Five men who reached the cave had died overnight. Of the 45 men he started with, 39 survived the ordeal. Both horses died. The men were burned and injured, their clothes and shoes were burned and torn, and they were covered in mud and ashes.

Some could no longer walk, and had to crawl part of the three miles to Wallace on their hands and knees.

The fire had ravaged Pulaski's eyes, lungs and throat. They would cause him problems for years afterward.

The Forest Service was very lightly manned at that time, said Amonson.

"They were literally taking people off the street who were willing to fight the fire," Amonson said.

Pulaski himself had just begun working for the Forest Service in 1908, as a forest ranger on the Coeur d'Alene National Forest. He retired from the Forest Service in 1930. He died in 1931, and is buried in Coeur d'Alene at Forest Cemetery.
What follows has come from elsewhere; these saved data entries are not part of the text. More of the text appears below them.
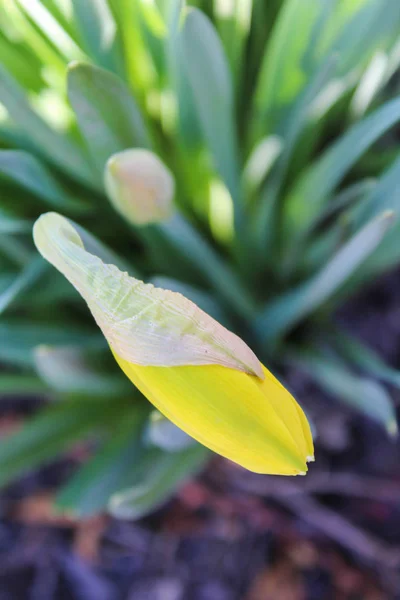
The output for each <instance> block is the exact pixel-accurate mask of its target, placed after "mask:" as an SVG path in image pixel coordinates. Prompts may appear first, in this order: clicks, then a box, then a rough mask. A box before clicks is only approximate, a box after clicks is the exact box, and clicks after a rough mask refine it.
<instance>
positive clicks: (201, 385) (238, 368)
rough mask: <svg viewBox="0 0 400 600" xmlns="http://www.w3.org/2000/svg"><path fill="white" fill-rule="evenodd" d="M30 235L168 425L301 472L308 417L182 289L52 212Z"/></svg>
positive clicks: (199, 440) (226, 450)
mask: <svg viewBox="0 0 400 600" xmlns="http://www.w3.org/2000/svg"><path fill="white" fill-rule="evenodd" d="M34 240H35V244H36V246H37V247H38V249H39V251H40V252H41V254H42V255H43V256H44V258H46V259H47V260H48V261H49V262H51V263H52V264H53V265H54V266H55V267H56V268H57V269H58V270H59V271H61V272H62V273H63V274H64V275H65V276H66V277H67V279H68V280H69V281H70V282H71V283H72V284H73V285H74V286H75V287H76V289H77V290H78V291H79V292H80V294H81V295H82V296H83V298H84V299H85V301H86V302H87V304H88V306H89V308H90V310H91V312H92V314H93V316H94V318H95V320H96V322H97V324H98V325H99V327H100V328H101V330H102V332H103V334H104V336H105V337H106V339H107V341H108V343H109V345H110V348H111V350H112V352H113V354H114V357H115V359H116V360H117V362H118V364H119V365H120V367H121V369H122V370H123V371H124V373H125V374H126V375H127V376H128V377H129V379H130V380H131V381H132V382H133V383H134V384H135V385H136V386H137V388H138V389H139V390H140V391H141V392H142V393H143V394H144V395H145V396H146V397H147V398H148V399H149V400H150V401H151V402H152V403H153V404H154V405H155V406H156V408H158V410H159V411H160V412H162V413H163V414H164V415H165V416H166V417H167V418H169V419H170V420H171V421H172V422H173V423H175V425H177V426H178V427H180V428H181V429H183V430H184V431H185V432H186V433H188V434H189V435H191V436H192V437H193V438H195V439H196V440H198V441H199V442H201V443H202V444H204V445H205V446H207V447H209V448H211V449H212V450H214V451H215V452H218V453H220V454H221V455H223V456H225V457H227V458H229V459H231V460H233V461H235V462H237V463H239V464H241V465H243V466H244V467H246V468H248V469H251V470H253V471H256V472H259V473H274V474H282V475H296V474H302V473H304V472H305V471H306V470H307V467H306V461H307V460H310V459H312V457H313V444H312V438H311V433H310V430H309V426H308V422H307V419H306V417H305V415H304V413H303V411H302V410H301V408H300V407H299V405H298V404H297V403H296V401H295V400H294V399H293V398H292V396H291V395H290V394H289V392H288V391H287V390H286V389H285V388H284V387H283V386H282V385H281V384H280V383H279V382H278V381H277V380H276V379H275V378H274V377H273V375H272V374H271V373H270V372H269V371H268V370H267V369H266V368H265V367H264V366H263V365H262V364H261V363H260V361H259V360H258V358H257V357H256V356H255V354H254V353H253V352H252V350H251V349H250V348H249V347H248V346H247V345H246V344H245V342H244V341H243V340H241V339H240V338H239V337H238V336H236V335H235V334H234V333H232V332H230V331H228V330H227V329H225V327H223V326H222V325H220V323H218V322H217V321H215V320H214V319H213V318H212V317H210V316H209V315H208V314H206V313H205V312H204V311H202V310H201V309H200V308H199V307H198V306H196V304H194V303H193V302H191V301H190V300H188V299H187V298H185V297H184V296H182V295H181V294H179V293H175V292H171V291H169V290H164V289H162V288H156V287H154V286H152V285H150V284H146V283H143V282H142V281H139V280H138V279H135V278H134V277H131V276H129V275H128V274H127V273H124V272H122V271H120V270H119V269H118V268H117V267H115V266H114V265H110V264H106V263H104V262H103V261H102V260H101V259H100V258H99V257H97V256H95V255H94V254H91V253H90V252H88V251H87V250H86V249H85V247H84V243H83V241H82V238H81V237H80V236H79V234H78V231H77V230H76V229H75V228H74V227H73V225H72V224H71V222H69V221H68V220H67V219H65V218H64V217H62V216H60V215H57V214H56V213H47V214H45V215H43V216H42V217H40V218H39V219H38V221H37V222H36V224H35V226H34Z"/></svg>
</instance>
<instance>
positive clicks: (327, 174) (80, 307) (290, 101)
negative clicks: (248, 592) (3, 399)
mask: <svg viewBox="0 0 400 600" xmlns="http://www.w3.org/2000/svg"><path fill="white" fill-rule="evenodd" d="M188 5H189V6H185V5H184V3H183V2H180V1H179V0H165V1H162V0H153V1H152V2H148V1H146V2H145V1H144V0H124V1H123V2H121V1H120V0H85V2H82V1H81V0H67V1H64V0H63V1H62V2H61V0H3V2H2V3H1V5H0V20H1V23H2V31H1V34H0V49H1V65H0V111H1V112H0V117H1V121H0V146H1V150H0V232H1V235H0V313H1V316H0V361H1V363H2V365H3V368H2V371H1V373H0V394H1V395H2V396H6V395H7V396H8V395H21V394H25V393H35V394H43V395H45V396H46V397H47V398H48V400H49V402H48V405H47V406H46V408H45V409H43V410H42V411H41V412H40V414H39V415H38V416H35V417H34V418H33V419H32V420H31V421H30V422H28V423H27V424H26V425H25V426H24V427H23V429H22V430H20V431H18V432H17V433H15V434H13V435H12V436H11V437H9V438H7V439H5V440H3V441H2V442H1V444H0V467H1V469H0V473H1V475H0V482H1V483H3V484H4V483H6V482H8V481H10V480H11V479H12V478H14V477H16V476H18V475H20V474H21V473H22V472H24V471H26V470H28V469H30V468H33V467H34V466H36V465H38V464H40V463H41V462H44V461H48V460H50V459H51V458H52V457H53V456H55V455H56V454H58V453H60V452H62V451H64V450H65V449H66V448H68V446H70V445H71V444H73V443H75V442H76V440H78V439H90V440H92V442H93V447H94V453H93V457H92V458H91V459H90V460H89V461H88V462H87V463H86V464H85V465H84V466H83V467H82V468H81V470H80V471H78V472H77V473H76V474H75V475H74V476H73V478H72V479H71V481H70V482H69V483H68V484H67V486H66V487H65V488H64V489H63V490H61V492H60V495H59V497H58V504H59V506H60V507H62V508H63V509H68V510H72V511H75V512H76V513H77V514H80V515H83V514H92V513H93V512H96V511H98V510H102V509H104V508H105V507H107V506H108V507H111V510H112V511H113V512H114V513H115V514H119V515H121V516H129V517H137V516H140V515H143V514H145V513H147V512H148V511H149V510H152V508H153V507H154V506H156V505H158V504H159V503H160V502H162V501H163V500H164V499H165V498H166V497H168V496H169V495H170V494H171V493H172V492H173V490H174V488H175V486H177V485H178V484H179V483H180V482H181V481H182V480H183V479H184V478H185V477H187V476H189V475H190V474H192V473H193V472H195V471H196V470H197V469H199V468H201V466H202V465H203V464H204V461H205V460H206V459H207V457H208V452H207V451H206V450H205V449H204V448H203V447H201V446H200V445H199V444H195V443H194V442H193V441H191V440H190V438H188V437H187V436H186V435H184V434H183V433H182V432H179V430H177V428H176V427H175V426H173V425H172V424H171V423H169V422H168V421H167V420H166V419H164V418H163V417H161V416H160V415H159V414H158V413H156V412H154V411H153V412H152V411H151V410H150V408H149V405H148V403H147V402H146V401H145V400H144V399H143V397H142V396H141V394H140V393H139V392H138V391H135V389H134V388H132V386H131V385H130V384H129V382H127V381H126V380H125V379H124V377H123V375H122V374H120V373H119V372H118V371H117V369H116V368H115V365H114V364H113V362H112V359H111V358H110V353H109V350H108V348H107V346H106V344H105V341H104V340H103V338H102V337H101V335H100V334H99V333H98V330H97V329H96V327H95V324H94V323H93V322H92V320H91V318H90V316H89V315H88V313H87V310H86V309H85V306H84V304H83V302H82V300H81V299H80V297H79V296H78V294H77V293H76V292H75V291H74V289H73V288H72V287H70V286H69V285H68V283H67V282H65V281H64V279H63V278H62V277H61V276H60V275H59V274H58V273H57V272H55V271H54V270H52V269H51V268H50V267H49V266H48V265H47V263H45V262H44V261H43V260H42V259H41V258H40V257H39V256H38V254H37V252H36V251H35V249H34V246H33V244H32V240H31V228H32V224H33V221H34V220H35V219H36V218H37V217H38V216H39V215H40V214H41V213H42V212H45V211H47V210H55V211H58V212H61V213H63V214H64V215H66V216H67V217H69V218H71V219H73V220H74V221H75V222H78V223H79V224H80V225H81V226H82V227H83V228H84V229H82V236H85V244H87V245H88V246H89V247H92V248H93V249H95V252H96V254H98V255H99V256H100V257H101V258H103V260H104V261H105V262H110V263H113V264H116V265H118V266H119V267H120V268H121V269H122V270H127V271H129V272H130V273H131V274H132V275H134V276H136V277H138V278H140V279H145V280H147V281H153V282H156V283H158V284H159V285H162V286H163V287H165V288H168V289H171V290H174V291H180V292H182V293H183V294H184V295H185V296H187V297H188V298H190V299H191V300H193V301H194V302H196V303H197V304H198V305H199V306H200V307H201V308H203V309H204V310H205V311H206V312H208V313H209V314H211V315H212V316H213V317H215V318H216V319H217V320H218V321H220V322H221V323H223V324H225V325H227V326H228V328H229V329H232V330H234V331H236V332H237V333H238V334H239V335H240V336H241V337H243V339H245V340H246V341H247V342H248V343H249V345H250V346H251V347H253V348H254V350H255V351H256V352H257V354H258V356H260V358H264V359H266V360H269V361H271V360H274V361H276V362H277V363H283V362H287V361H289V362H291V363H294V364H296V365H298V366H299V367H301V368H302V369H304V370H306V371H307V372H308V373H309V374H310V376H311V377H314V378H315V379H316V380H317V381H318V382H319V383H320V384H322V385H323V386H325V387H326V389H327V390H328V391H329V392H331V393H332V394H334V395H335V396H337V397H338V398H339V399H341V400H342V401H344V402H346V403H348V404H350V405H352V406H354V407H355V408H357V409H359V410H361V411H363V412H365V413H367V414H369V415H370V416H371V417H372V418H374V419H376V420H378V421H379V422H380V423H382V424H383V425H384V426H385V427H386V428H387V429H388V430H389V431H390V432H391V433H393V432H395V431H396V422H395V417H394V411H393V408H392V405H391V401H390V398H389V397H388V394H387V392H386V390H385V388H384V387H383V386H382V384H381V383H379V382H378V380H382V381H383V382H385V381H387V382H390V383H391V384H395V385H397V386H398V385H399V383H400V376H399V374H398V373H397V372H396V371H394V370H392V369H391V368H390V367H389V366H387V365H386V364H384V363H383V362H382V360H381V359H379V358H378V357H377V356H375V355H374V354H373V353H372V352H371V351H370V350H369V349H367V348H365V347H363V346H361V345H360V343H359V342H357V341H355V340H353V339H351V338H349V337H348V336H347V335H345V334H344V333H343V332H341V331H338V329H337V327H336V325H335V324H334V322H333V321H332V314H333V312H334V311H335V309H336V308H337V307H338V306H339V305H340V304H341V303H343V301H344V300H346V298H348V297H349V295H350V294H352V293H354V292H355V291H356V290H358V289H359V288H360V287H361V286H362V285H365V284H366V283H368V282H370V281H371V280H373V279H374V278H375V277H376V276H377V275H379V274H380V273H382V272H384V271H385V270H388V269H390V268H391V267H393V266H394V265H396V264H397V263H398V262H399V260H400V246H399V243H398V239H399V235H400V230H399V227H400V225H399V221H398V219H397V218H396V215H397V212H398V210H399V208H400V206H399V193H398V191H399V190H398V188H399V184H398V182H399V180H400V157H399V154H398V143H397V140H396V135H395V126H396V124H397V122H398V121H399V120H400V99H398V98H396V97H395V95H396V86H397V80H396V77H395V74H396V71H397V69H398V65H399V61H400V52H399V44H398V39H397V38H398V30H399V26H400V5H398V3H397V2H393V1H392V0H354V1H352V2H350V1H348V0H338V1H336V2H333V1H329V0H326V1H322V2H313V3H308V4H307V8H305V6H304V3H303V2H299V1H298V0H282V1H281V0H274V1H272V0H271V1H269V2H265V1H264V0H246V1H242V0H231V1H229V2H222V1H221V0H214V1H211V2H210V1H205V0H204V1H200V0H198V1H197V2H188ZM67 65H68V66H67ZM65 73H67V75H66V82H67V85H65ZM128 148H144V149H148V150H151V151H152V152H154V153H155V154H157V155H158V157H159V158H160V159H161V160H162V161H163V162H164V163H165V164H166V165H167V166H168V167H169V169H170V171H171V172H172V173H173V176H174V179H175V205H176V210H175V212H174V214H173V215H172V216H171V217H170V218H166V219H165V220H160V221H159V222H157V223H150V224H143V223H135V222H134V220H133V222H132V218H130V215H129V214H128V213H127V214H125V217H126V218H124V215H122V216H121V214H118V213H117V212H115V210H114V208H113V206H112V204H110V202H109V199H108V198H107V194H106V190H105V187H104V178H103V175H104V169H105V166H106V164H107V161H109V159H110V157H112V156H113V155H114V154H115V153H118V152H121V151H123V150H125V149H128ZM122 212H123V211H122ZM88 232H90V233H88ZM360 372H361V373H362V374H361V375H360Z"/></svg>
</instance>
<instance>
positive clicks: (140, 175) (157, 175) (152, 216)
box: [104, 148, 175, 225]
mask: <svg viewBox="0 0 400 600" xmlns="http://www.w3.org/2000/svg"><path fill="white" fill-rule="evenodd" d="M104 185H105V188H106V192H107V195H108V197H109V199H110V200H111V202H112V203H113V205H114V207H115V208H116V209H117V210H118V212H120V213H121V214H122V215H123V216H124V217H125V218H126V219H127V220H128V221H129V222H130V223H133V224H134V225H147V224H149V223H156V222H159V221H164V220H166V219H168V218H169V217H170V216H171V214H172V212H173V198H174V191H175V182H174V178H173V176H172V174H171V172H170V171H169V169H168V168H167V167H166V166H165V165H164V163H163V162H162V161H161V160H160V159H159V158H158V157H157V156H156V155H155V154H154V153H153V152H150V151H149V150H143V149H141V148H132V149H129V150H124V151H123V152H119V153H118V154H114V155H113V156H111V157H110V158H109V160H108V162H107V165H106V168H105V172H104Z"/></svg>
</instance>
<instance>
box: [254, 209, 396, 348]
mask: <svg viewBox="0 0 400 600" xmlns="http://www.w3.org/2000/svg"><path fill="white" fill-rule="evenodd" d="M392 221H393V213H390V212H385V213H383V214H382V215H380V216H379V217H377V218H375V219H373V220H372V221H370V222H369V223H368V224H367V225H366V226H365V227H363V229H361V230H360V231H359V232H358V233H356V234H355V235H354V236H353V237H352V238H351V239H350V240H349V241H348V242H347V243H346V244H345V245H344V246H343V247H342V248H341V249H340V250H339V251H338V252H337V253H336V254H335V255H334V256H333V258H332V259H331V260H330V261H329V262H328V263H327V264H326V265H325V266H324V267H322V268H321V270H320V271H319V272H318V273H317V274H316V275H314V276H313V277H312V278H311V279H310V280H309V281H306V282H305V283H303V284H301V285H300V286H299V287H297V288H295V289H294V290H292V291H290V292H287V293H286V294H284V295H282V296H280V297H278V298H277V299H276V300H274V301H273V302H272V303H271V304H270V305H269V306H267V307H266V308H265V310H264V311H263V313H262V315H261V317H260V318H259V319H258V320H257V331H258V333H259V335H263V336H265V338H266V339H268V340H273V339H276V338H278V337H279V336H282V335H283V334H284V333H285V332H286V331H287V330H288V329H290V328H291V327H293V326H294V325H295V324H296V323H298V322H299V321H301V320H302V319H303V318H304V317H306V316H308V315H310V313H312V312H313V311H315V310H316V309H317V308H319V307H320V306H321V304H323V303H324V302H326V301H327V300H328V299H329V298H330V297H331V296H332V295H333V294H334V293H335V292H336V291H337V290H338V289H339V288H340V286H342V285H343V284H344V282H345V281H346V280H347V279H348V278H349V277H350V276H351V275H353V273H354V272H356V271H357V269H358V268H359V266H360V265H361V264H362V262H363V261H365V260H366V259H367V258H368V256H369V255H370V254H371V253H372V252H373V251H374V250H375V248H376V247H377V246H378V245H379V244H380V242H381V241H382V239H383V238H384V236H385V234H386V233H387V231H388V229H389V227H390V225H391V224H392Z"/></svg>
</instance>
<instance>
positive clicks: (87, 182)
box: [0, 65, 96, 187]
mask: <svg viewBox="0 0 400 600" xmlns="http://www.w3.org/2000/svg"><path fill="white" fill-rule="evenodd" d="M0 102H1V103H2V104H4V106H5V107H6V109H7V111H8V113H9V115H10V116H11V118H12V119H13V121H14V122H15V123H16V124H17V125H18V127H20V128H22V129H23V130H24V132H25V133H26V134H27V135H28V136H29V138H30V139H31V140H32V142H33V143H34V144H35V147H36V148H37V150H38V152H39V153H40V154H42V155H43V156H45V157H46V159H47V160H48V161H49V162H51V163H52V164H54V165H56V166H57V167H58V168H59V169H60V170H62V171H64V172H66V173H68V175H70V176H71V177H72V178H73V179H78V180H79V181H81V182H82V183H83V184H85V185H88V186H89V187H96V183H95V181H94V178H93V174H92V172H91V170H90V169H89V167H88V165H87V162H86V160H85V157H84V156H83V155H82V153H81V151H80V149H79V148H78V147H77V146H76V145H75V144H73V143H72V142H71V141H70V140H68V138H67V137H66V136H61V135H59V134H58V133H56V132H55V131H53V130H52V129H51V128H50V127H49V126H48V125H47V123H45V122H44V121H43V120H42V119H41V118H40V117H39V115H38V114H37V113H35V112H34V111H33V110H32V108H31V107H30V104H29V102H28V99H27V98H26V97H25V94H24V92H23V91H22V89H21V88H20V87H19V86H18V84H17V83H16V82H15V81H14V80H13V78H12V77H11V75H9V74H8V73H7V71H6V70H5V69H4V68H3V67H2V66H1V65H0Z"/></svg>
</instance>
While serving as a district ranger, Pulaski developed a combination ax and grubbing hoe tool. This has since been accepted as the standard firefighting tool of the Forest Service. In his honor, the tool carries his name, Pulaski. The original Pulaski Tool is at the Wallace District Mining Museum.

Following the 1910 Fires, forestry officials established a policy of 100 percent suppression toward wildfire. The irony is that policy has created a threat of more catastrophic fires because of the build-up of fuels.

More scientific research into wildfires also was driven by the fires.

The Forest Service itself says the catastrophe in its early, fledgling years was its "trial by fire."